Le meilleur intérêt de l’enfant, de quoi parle-t-on ?
Depuis le décès tragique d’une fillette à Granby, on a beaucoup parlé de la tension entre le meilleur intérêt de l’enfant et le principe qui veut qu’on le maintienne dans son milieu familial. Dans son document de consultation, la ministre LeBel, réaffirme, à l’instar du rapport Roy, la nécessité de préserver l’intérêt et les droits des enfants lorsqu’une union se termine. Mais de quel intérêt est-il question ? « Si les propositions soumises à la consultation visent assurément la sécurité économique des enfants lorsque leurs parents se séparent, à l’heure actuelle la notion du meilleur intérêt de l’enfant ne permet pas d’assurer la sécurité émotive, et parfois physique, des enfants exposés à la violence conjugale », souligne Chantal Arseneault.
Le Code civil du Québec (Art. 33) commande au tribunal de la famille de prendre des décisions en tenant compte du meilleur intérêt de l’enfant. Toutefois, malgré la littérature scientifique abondante sur les impacts de la violence conjugale sur les enfants et sur la poursuite de cette violence après la séparation, nombre de juges ordonnent des gardes partagées ou des modalités d’accès non supervisées, au lieu de prendre des mesures pour protéger les enfants. Et lorsque les mères réclament une meilleure protection, il est courant que juges et experts psychosociaux les soupçonnent de faire de l’aliénation parentale, ce qui risque de leur faire perdre la garde de leurs enfants. Dans un cas comme dans l’autre, ces enfants continuent d’être exposés à la violence, ce qui est bien loin de leur meilleur intérêt.
Prendre exemple sur d’autres juridictions pour définir l’intérêt de l’enfant
Depuis quelques années déjà, l’Ontario et la Colombie-Britannique ont saisi le problème et ont mieux défini le meilleur intérêt de l’enfant. Dans le projet de loi C-78 qui vise à modifier la Loi sur le divorce (actuellement à l’étude au Sénat), le législateur fédéral a, à son tour, proposé de définir de façon exhaustive le meilleur intérêt de l’enfant, en incluant parmi les critères la présence de violence conjugale et familiale. Le Barreau du Québec et maintes organisations, dont le Regroupement, ont accueilli favorablement cette mesure. « Aujourd’hui, nous demandons à la ministre de la Justice de modifier le Code civil du Québec de façon à ce que la violence conjugale et familiale soit prise en compte dans l’évaluation de l’intérêt de l’enfant » déclare Madame Arseneault. Le Regroupement propose également une série de mesures qui favoriseront sa mise en application : dévoilement de procédures criminelles ou autres à l’encontre des conjoints violents, formation des juristes, meilleur dépistage de la violence conjugale ou familiale, supervision des droits d’accès, etc.

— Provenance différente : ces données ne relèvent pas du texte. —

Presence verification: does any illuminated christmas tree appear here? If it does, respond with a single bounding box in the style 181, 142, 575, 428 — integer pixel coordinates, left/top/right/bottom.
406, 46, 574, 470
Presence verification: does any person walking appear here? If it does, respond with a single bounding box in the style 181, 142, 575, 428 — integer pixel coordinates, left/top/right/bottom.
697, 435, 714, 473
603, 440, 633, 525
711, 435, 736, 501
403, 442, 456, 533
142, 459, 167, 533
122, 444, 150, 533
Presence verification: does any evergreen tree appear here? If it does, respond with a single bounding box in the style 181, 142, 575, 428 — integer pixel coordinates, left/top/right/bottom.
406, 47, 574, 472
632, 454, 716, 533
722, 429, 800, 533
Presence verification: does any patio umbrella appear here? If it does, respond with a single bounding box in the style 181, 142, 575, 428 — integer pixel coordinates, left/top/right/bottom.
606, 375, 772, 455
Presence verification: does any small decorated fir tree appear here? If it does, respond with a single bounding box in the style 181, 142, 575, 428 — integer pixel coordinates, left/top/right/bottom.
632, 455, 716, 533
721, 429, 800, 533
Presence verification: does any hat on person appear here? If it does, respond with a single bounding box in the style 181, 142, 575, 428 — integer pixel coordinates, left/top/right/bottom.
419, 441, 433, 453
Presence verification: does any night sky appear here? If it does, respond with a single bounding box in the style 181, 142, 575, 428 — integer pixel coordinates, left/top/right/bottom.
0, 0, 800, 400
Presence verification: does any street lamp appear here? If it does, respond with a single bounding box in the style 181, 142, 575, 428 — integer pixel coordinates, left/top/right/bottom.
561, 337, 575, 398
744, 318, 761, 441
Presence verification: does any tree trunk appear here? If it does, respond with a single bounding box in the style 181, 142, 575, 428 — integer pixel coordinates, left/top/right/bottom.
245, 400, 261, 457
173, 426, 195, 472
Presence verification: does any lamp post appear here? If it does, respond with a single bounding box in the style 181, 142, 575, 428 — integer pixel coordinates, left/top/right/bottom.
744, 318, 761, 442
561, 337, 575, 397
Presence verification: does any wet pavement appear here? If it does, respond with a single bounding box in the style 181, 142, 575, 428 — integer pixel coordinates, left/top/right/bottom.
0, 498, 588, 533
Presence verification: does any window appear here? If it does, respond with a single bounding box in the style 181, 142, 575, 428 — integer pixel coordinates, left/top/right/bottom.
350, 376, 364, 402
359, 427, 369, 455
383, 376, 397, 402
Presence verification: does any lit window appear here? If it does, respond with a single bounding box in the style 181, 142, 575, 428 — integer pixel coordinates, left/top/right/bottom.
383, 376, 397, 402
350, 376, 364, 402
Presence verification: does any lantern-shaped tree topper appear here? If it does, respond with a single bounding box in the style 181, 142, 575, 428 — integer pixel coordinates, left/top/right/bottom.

Viser la cohérence, une occasion à saisir
La dernière grande réforme du droit de la famille a eu lieu en 1980. La ministre doit profiter de la réforme annoncée pour arrimer le droit existant aux efforts faits par le Gouvernement du Québec depuis la mise en œuvre de la Politique gouvernementale d’intervention en matière de violence conjugale Prévenir, dépister, contrer la violence conjugale (1995). Rappelons que ses principes directeurs stipulent notamment qu’il faut donner priorité à la sécurité et à la protection des femmes victimes et de leurs enfants et qu’il faut viser à atténuer les effets de la violence sur ces derniers. « À l’heure actuelle, le droit de la famille est incohérent avec les mesures de protection mises en place, il est temps d’opérer un rattrapage. La modification du Code civil que nous proposons, assorties de mesures de mises en œuvre, permettra de guider les juges et pourrait avoir un effet sur d’autres institutions comme la protection de la jeunesse », ajoute Madame Arseneault.
De par sa mission d’éducation, de sensibilisation et d’action, le Regroupement des maisons pour femmes victimes de violence conjugale contribue à faire évoluer les lois et les politiques afin de rendre plus adéquates les mesures de protection pour les femmes et enfants victimes de violence conjugale. Dans une perspective de prévention, il déploie un éventail de stratégies pour aider tous les acteurs de la société québécoise à mieux comprendre, dépister et agir en matière de violence conjugale. En 2017-2018, ses maisons membres ont hébergé près de 2 800 femmes et plus de 2 200 enfants. Et c’est sans compter les femmes et les enfants qui ont reçu plus de 16 000 services autres que l’hébergement (consultations externes, accompagnement, suivi post-hébergement, etc.).